Figura 1 -  Impatto delle aziende sulla biodiversità 

Figura 1 - Impatto delle aziende sulla biodiversità

Fonte: Biodiversity impact assessment for finance (2024)

 

Le aree di intervento per gli investitori istituzionali

Quest’analisi conferma quanto la protezione della biodiversità sia essenziale per garantire la sostenibilità economica a lungo termine. Tuttavia, è importante notare che una “alta materialità” non implica necessariamente l’esclusione di determinate aziende in un portafoglio di investimento, così come una “bassa materialità” da sola non renda una società maggiormente attrattiva. Una volta identificati, questi rischi possono infatti essere gestiti e analizzati: non si tratta tanto di mitigare i rischi connessi agli impatti ecologici, quanto di avviare un dialogo (quale può essere un’attività di engagement) con le aziende interessate al fine di ottenere un impatto positivo sulla biodiversità. 

Quali possono essere dunque le possibili aree di intervento per gli investitori istituzionali internazionali?

Rafforzare l’investment case gestendo gli impatti e le dipendenze sulla biodiversità; 

- Fornire progetti a impatto sulla biodiversità tramite partnership con piattaforme di ripristino della natura;

- Ridurre i costi macroeconomici della perdita di biodiversità gestendo i rischi legati alla biodiversità nelle supply chain per i principali settori a valle;

- Considerare i rischi reputazionali e le preferenze dei consumatori, favorendo sempre più aziende che dimostrino una effettiva responsabilità ambientale;

- Condividere le best practice con aziende oggi meno virtuose.

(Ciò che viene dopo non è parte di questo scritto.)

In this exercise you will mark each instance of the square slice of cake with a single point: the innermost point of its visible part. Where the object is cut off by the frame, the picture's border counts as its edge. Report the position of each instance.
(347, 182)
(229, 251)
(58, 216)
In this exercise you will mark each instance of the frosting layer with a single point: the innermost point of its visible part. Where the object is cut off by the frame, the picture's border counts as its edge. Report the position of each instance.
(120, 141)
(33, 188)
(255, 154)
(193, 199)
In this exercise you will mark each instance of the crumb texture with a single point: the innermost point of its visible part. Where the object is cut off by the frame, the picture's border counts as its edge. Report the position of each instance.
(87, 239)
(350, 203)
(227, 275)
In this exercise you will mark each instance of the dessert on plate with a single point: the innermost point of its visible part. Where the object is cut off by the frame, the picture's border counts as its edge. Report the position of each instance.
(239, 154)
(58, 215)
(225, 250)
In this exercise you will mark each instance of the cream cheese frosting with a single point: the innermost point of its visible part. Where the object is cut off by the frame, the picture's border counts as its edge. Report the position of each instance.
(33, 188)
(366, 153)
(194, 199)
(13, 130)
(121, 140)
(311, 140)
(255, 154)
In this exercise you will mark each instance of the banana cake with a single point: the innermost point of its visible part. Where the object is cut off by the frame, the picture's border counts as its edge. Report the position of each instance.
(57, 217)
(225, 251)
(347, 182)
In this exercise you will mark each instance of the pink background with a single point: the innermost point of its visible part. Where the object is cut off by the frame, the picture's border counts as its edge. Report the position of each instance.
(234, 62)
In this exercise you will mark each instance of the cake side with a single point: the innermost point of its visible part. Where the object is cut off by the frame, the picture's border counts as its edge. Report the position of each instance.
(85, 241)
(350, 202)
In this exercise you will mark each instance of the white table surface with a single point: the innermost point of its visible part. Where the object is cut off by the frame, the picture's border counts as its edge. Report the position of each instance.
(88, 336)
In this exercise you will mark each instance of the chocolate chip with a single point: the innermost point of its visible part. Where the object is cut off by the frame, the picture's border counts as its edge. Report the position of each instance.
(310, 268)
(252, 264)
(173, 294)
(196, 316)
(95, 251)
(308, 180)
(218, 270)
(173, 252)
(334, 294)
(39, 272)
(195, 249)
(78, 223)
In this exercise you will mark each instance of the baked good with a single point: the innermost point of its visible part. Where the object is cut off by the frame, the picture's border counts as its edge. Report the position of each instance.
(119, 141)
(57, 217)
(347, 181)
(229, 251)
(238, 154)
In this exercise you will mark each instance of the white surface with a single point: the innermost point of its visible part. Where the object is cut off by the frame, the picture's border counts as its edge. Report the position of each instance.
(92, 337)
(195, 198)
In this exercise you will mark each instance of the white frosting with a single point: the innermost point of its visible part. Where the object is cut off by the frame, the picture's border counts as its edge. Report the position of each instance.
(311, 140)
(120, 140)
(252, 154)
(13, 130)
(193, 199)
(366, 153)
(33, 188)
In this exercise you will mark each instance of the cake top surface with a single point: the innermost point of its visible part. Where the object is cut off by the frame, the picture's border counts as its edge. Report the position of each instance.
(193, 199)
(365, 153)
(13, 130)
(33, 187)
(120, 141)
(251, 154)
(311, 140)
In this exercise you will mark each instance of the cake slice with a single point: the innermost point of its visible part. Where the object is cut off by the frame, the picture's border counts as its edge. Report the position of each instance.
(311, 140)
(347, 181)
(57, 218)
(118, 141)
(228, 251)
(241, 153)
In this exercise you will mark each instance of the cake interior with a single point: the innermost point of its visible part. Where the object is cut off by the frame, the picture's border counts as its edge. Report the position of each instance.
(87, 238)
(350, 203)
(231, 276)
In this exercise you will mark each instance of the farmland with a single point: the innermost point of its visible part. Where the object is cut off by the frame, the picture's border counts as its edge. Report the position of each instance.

In generale, l’approccio qui delineato offre una prospettiva ampia sui rischi legati alla biodiversità, sebbene non copra tutte le misure a oggi implementate dalle aziende per affrontare queste problematiche. Inoltre, alcuni fattori noti per avere un impatto sulla biodiversità, come le specie aliene invasive, non sono inclusi nelle valutazioni attuali. In conclusione, possiamo però affermare che, attualmente, la biodiversità è un tema di crescente importanza per il settore finanziario. Gli investitori istituzionali sono ormai chiamati a riconoscere il concetto di doppia materialità e prendere atto dell’importanza di integrare le considerazioni sulla biodiversità nelle loro strategie di investimento. Solo così potremo sperare di proteggere la nostra "casa comune" e garantire un futuro sostenibile per le generazioni a venire.

Marco Ghilotti, Senior Manager Institutional Clients Pictet Asset Management

Viktoras Kulionis, Senior Environmental Economist & portfolio manager 
Pictet Asset Management 

Alessandro Sella, Research analyst thematic equities Pictet Asset Management 

5/11/2024 


Le informazioni, opinioni e stime contenute nel presente documento riflettono un’opinione espressa alla data originale di pubblicazione e sono soggette a rischi e incertezze che potrebbero far sì che i risultati reali differiscano in maniera sostanziale da quelli qui presentati.